The normal response from teachers is:
"That's not right. We contributed our hard earned money to the system out of our paychecks. The politicians promised us a solid defined-benefit and they are legally required to provide it to us. Period."
YOU CAN'T GET BLOOD FROM A STONE
Everything in that statement is technically correct - until the point where you understand that the money may not be there down the line.
What happens then? Well, if you consider Puerto Rico, it defaulted on its bonds. Of course it was obligated to pay but it just didn't have the money so it didn't pay. Same for Venezuela - this country just defaulted on some of its bonds. When the money isn't there, the money can't be paid.
What is that you say? Pensions are different? You say that public employees are not investors like those bondholders were?

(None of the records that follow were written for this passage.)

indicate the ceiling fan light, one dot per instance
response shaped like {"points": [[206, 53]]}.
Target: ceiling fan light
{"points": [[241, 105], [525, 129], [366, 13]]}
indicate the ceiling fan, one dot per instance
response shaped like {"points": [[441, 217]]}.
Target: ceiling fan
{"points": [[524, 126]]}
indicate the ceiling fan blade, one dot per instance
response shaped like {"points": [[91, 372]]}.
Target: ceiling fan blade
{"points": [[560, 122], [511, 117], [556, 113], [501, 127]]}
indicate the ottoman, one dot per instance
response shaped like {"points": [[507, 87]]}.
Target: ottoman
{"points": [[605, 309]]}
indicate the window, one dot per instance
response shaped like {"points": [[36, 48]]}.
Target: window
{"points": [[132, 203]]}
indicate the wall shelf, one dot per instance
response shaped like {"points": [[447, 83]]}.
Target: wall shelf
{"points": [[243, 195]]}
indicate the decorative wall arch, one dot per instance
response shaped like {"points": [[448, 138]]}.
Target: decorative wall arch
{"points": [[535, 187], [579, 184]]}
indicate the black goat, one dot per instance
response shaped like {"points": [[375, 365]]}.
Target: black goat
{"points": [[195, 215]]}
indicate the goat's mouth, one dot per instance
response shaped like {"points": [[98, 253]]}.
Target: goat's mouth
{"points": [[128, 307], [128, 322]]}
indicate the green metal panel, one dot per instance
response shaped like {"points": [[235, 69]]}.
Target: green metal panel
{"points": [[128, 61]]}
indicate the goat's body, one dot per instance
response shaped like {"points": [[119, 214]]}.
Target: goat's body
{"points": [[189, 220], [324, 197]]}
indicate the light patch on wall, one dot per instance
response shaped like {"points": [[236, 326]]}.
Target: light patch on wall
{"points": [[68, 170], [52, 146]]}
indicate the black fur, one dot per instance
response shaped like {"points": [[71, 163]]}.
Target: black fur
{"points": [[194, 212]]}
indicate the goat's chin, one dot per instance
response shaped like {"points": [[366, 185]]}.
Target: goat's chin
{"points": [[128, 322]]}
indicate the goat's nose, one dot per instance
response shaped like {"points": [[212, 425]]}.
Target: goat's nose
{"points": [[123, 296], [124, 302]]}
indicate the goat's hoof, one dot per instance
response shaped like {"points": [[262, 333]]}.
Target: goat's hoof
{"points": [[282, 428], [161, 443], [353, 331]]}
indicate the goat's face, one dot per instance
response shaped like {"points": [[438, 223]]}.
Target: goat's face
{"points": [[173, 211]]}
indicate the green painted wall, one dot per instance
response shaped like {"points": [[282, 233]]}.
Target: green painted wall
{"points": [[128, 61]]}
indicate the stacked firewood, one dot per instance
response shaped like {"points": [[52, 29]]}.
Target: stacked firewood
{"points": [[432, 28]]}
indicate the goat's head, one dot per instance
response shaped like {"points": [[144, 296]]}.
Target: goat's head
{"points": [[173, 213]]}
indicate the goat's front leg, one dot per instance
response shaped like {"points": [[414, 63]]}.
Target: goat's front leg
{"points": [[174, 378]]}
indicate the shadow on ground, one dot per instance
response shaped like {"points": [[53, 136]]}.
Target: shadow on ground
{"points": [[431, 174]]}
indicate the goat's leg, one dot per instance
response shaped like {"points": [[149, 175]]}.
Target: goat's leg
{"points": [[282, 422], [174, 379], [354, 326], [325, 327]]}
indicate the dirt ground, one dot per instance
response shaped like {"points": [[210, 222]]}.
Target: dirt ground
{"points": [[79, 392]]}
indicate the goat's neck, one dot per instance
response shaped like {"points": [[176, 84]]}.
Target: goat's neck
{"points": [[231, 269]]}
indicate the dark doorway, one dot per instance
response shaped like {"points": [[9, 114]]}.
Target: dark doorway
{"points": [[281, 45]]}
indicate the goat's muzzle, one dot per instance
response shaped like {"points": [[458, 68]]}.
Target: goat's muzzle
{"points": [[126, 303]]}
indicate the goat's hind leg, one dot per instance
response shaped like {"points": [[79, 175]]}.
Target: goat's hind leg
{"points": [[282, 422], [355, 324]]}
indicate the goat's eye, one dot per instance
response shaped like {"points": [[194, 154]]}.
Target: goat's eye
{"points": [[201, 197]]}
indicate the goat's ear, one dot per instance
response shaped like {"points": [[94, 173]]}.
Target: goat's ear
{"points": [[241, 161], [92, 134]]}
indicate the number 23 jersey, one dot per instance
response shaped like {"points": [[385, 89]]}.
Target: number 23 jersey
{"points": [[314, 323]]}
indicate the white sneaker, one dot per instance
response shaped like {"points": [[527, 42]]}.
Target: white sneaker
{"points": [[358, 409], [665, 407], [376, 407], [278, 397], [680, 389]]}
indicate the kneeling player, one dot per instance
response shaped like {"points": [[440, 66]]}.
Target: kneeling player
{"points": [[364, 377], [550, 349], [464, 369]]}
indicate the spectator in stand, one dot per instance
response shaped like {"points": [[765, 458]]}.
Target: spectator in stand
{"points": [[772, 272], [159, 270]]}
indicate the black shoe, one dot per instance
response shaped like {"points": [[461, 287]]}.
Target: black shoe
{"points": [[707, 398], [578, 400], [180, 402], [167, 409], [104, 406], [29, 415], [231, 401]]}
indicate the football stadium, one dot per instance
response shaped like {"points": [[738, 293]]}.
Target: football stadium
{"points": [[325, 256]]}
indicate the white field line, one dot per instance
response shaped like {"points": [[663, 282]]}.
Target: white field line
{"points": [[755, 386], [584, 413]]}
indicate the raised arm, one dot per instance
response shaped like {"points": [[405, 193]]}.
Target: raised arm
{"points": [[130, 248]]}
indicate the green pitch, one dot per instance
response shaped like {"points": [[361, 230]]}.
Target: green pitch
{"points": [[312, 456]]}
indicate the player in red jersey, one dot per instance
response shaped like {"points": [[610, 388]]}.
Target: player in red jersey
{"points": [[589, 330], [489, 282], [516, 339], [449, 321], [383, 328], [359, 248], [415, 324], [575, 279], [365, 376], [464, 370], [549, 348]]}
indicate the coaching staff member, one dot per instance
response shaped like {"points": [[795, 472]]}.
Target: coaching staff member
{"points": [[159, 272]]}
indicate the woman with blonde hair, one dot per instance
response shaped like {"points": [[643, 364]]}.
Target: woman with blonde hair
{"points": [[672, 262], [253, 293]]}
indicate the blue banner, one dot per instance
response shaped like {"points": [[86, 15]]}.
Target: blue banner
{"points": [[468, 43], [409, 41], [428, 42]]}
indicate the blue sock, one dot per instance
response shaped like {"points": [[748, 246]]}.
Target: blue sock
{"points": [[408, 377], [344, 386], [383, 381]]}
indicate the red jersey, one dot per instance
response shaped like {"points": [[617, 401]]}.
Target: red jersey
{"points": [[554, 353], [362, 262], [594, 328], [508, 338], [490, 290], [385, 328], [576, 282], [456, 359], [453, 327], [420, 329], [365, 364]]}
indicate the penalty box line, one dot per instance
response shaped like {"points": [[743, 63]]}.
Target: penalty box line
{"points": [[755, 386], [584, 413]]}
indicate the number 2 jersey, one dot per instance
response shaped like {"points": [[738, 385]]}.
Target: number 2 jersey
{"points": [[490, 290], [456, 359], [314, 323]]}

I see your point, but in the end it may not matter. When a state pension is underfunded this means that it eventually won't be able to pay out future benefits in full.
BACK TO PENSION FACTS
I normally write about this topic in reference to New Jersey because that is where I teach. But the pending pension crisis is looming for so many other states that I thought that it would be appropriate to write about it here:
For reference, here are some pension blog posts from my anti-NJEA Blog Page:
Bloomberg posted an article in June of this year entitled "Pension Fund Problems Worsen in 43 States." This article came with an excellent picture to show the state of the U.S. pension system so you can actually identify how your state is fairing.
The first two lines from the article state the case clearly:
"The news continues to worsen for America’s public pensions and for the people who depend on them. The median funding ratio—the percentage of assets states have available for future payments to retirees—declined to 71.1 percent in 2016, from 74.5 percent in 2015 and 75.6 percent in 2014."
Check out how your state is doing.
And while you are at it, start thinking about saving more of your money outside of the pension system.